Based on the theory of landscape genes and taking traditional villages of Sanshui District in Foshan City as the research object, this paper constructs a four-level analytical framework consisting of "information element, information point, information corridor and information network" relying on the methods of field research, local literature, and digital technology. From the perspective of water environment adaptability, it analyzes the characteristics and formation mechanisms of village landscape genes.
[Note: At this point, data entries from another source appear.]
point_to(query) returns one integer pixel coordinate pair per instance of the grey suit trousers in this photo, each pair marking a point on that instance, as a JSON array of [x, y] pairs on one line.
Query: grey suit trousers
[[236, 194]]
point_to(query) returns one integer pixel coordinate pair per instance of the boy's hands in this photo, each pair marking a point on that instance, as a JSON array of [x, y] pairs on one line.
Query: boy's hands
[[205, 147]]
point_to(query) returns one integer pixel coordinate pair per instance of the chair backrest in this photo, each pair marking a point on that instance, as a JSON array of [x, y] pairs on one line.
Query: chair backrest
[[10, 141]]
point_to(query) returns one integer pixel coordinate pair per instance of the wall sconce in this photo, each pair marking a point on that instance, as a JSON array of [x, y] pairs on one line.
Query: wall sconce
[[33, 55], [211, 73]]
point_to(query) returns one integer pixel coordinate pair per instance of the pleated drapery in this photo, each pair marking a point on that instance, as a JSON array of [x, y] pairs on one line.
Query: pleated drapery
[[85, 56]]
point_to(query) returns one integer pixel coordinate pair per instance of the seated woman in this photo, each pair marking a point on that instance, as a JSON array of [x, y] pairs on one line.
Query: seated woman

The findings are as follows: 1) It identifies and verifies the existence of a four-dimensional composite landscape gene system in the traditional villages of Sanshui District, characterized by "defense-commerce-ecology-production", which exhibits significant water environment adaptability. 2) The dominant landscape gene types vary across different villages, and they undergo adaptive evolution through spatial adaptation and knowledge coding under the four driving forces of natural constraints, economic forms, historical changes, and cultural integration. 3) The analytical framework of "information element, information point, information corridor and information network" effectively interprets the mechanism by which water environment elements are embedded at different levels and shape the village landscape. The research results provide theoretical basis and methodological support for the living conservation of water environment-adaptive traditional villages.